Puisant dans les codes du film noir, le sixième long-métrage de Patricia Mazuy (Saint Cyr) ne laisse pas indifférent : il contient une dose massive de violence qui se transforme, grâce à son regard esthétiquement élégant mais aussi clinique, en poésie visuelle
A la mort de leur père, Guillaume, policier ambitieux, offre en gérance le bowling dont il vient d'hériter à son demi-frère marginal, Armand. L'héritage est maudit et va plonger les deux hommes dans un gouffre de violence…
Bowling Saturne est un film dominé par les hommes, ou mieux par les hommes hégémoniques, ceux qui ont transformé leur virilité en marque de fabrique. Des hommes apparemment arrogants qui cachent en eux une foule de frustrations, un grand manque de confiance en eux, un sentiment de solitude et une incapacité à communiquer avec les autres mais aussi, et surtout, avec eux-mêmes. La seule exception est Guillaume, le héros du film, victime collatérale d’un système qui le rejette, marginalisé par les mâles dominants qui, par leur mépris, incitent à une rage aveugle.
Comment mettre en images la frustration et l'agressivité réprimées de ces hommes ? Patricia Mazuy a décidé de traiter ces questions directement sans se cacher derrière de la fausse pudeur, en attaquant les stéréotypes (de genre) de manière frontale, parfois clinique.
Bowling Saturne est un film noir fortement ancré dans notre société contemporaine, un film qui se nourrit des perversions et des contradictions d'un patriarcat qui se croit invincible. "Les filles ne boivent pas", ou encore "je croyais que c’était une pédale" : voilà le genre de considérations que le groupe de mystérieux chasseurs (métaphore d'une masculinité abusive qui s’autoalimente à travers sa dynamique de "troupeau") formulent à propos des femmes ou des hommes "non conformes" qui ont trahi le pacte homosocial.

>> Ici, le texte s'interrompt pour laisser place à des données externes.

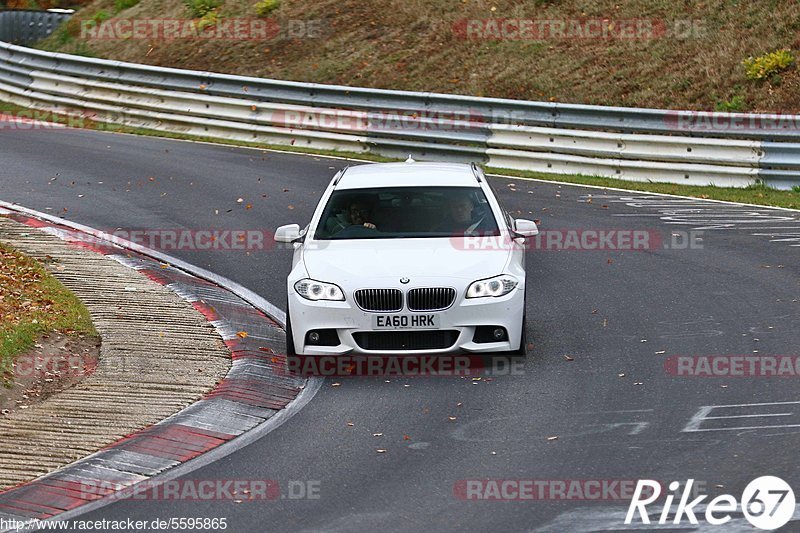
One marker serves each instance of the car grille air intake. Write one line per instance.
(405, 340)
(380, 300)
(431, 299)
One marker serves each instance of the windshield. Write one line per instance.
(406, 212)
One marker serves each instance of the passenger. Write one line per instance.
(461, 216)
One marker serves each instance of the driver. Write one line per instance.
(358, 213)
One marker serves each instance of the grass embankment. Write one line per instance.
(654, 53)
(756, 194)
(33, 303)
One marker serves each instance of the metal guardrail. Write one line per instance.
(626, 143)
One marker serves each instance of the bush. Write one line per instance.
(767, 65)
(265, 7)
(734, 105)
(208, 20)
(201, 8)
(101, 16)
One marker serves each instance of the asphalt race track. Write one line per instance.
(618, 413)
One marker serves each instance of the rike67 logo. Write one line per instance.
(767, 503)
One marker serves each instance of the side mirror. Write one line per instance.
(525, 228)
(288, 233)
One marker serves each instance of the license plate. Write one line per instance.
(405, 322)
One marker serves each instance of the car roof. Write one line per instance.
(408, 175)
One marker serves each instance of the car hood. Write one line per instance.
(351, 260)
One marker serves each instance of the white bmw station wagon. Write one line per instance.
(407, 258)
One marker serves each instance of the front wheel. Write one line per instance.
(522, 351)
(289, 337)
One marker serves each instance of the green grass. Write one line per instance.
(33, 303)
(758, 194)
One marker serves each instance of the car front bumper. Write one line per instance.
(462, 317)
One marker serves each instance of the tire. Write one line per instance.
(289, 338)
(522, 351)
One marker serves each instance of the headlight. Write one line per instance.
(497, 286)
(318, 290)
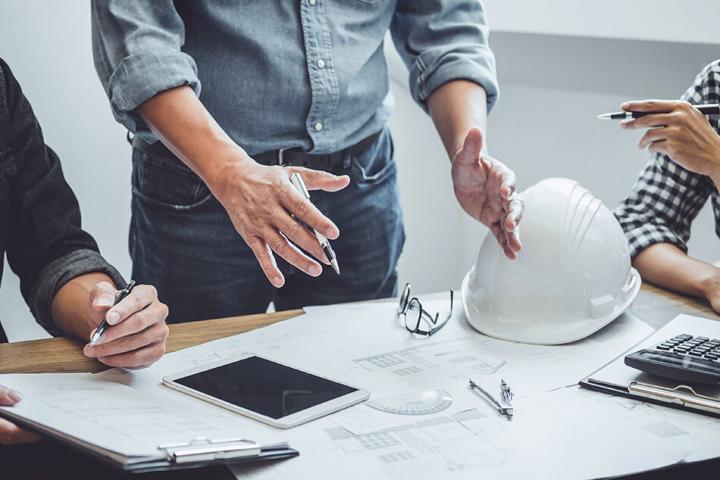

Les hommes deviennent, à travers le regard caustique et incisif de Mazuy, une espèce en voie d’extinction, un groupe auparavant monolithique qui se délite pour recouvrir d'innombrables réalités parallèles impossibles à contrôler.
Bowling Saturne met en scène le revers de la médaille d’une société patriarcale qui montre sa face la plus grotesque, une réalité contre-utopique dans laquelle le pouvoir viril se transforme en venin, en déclencheur d’une animalité que notre société croit encore pouvoir garder sous contrôle.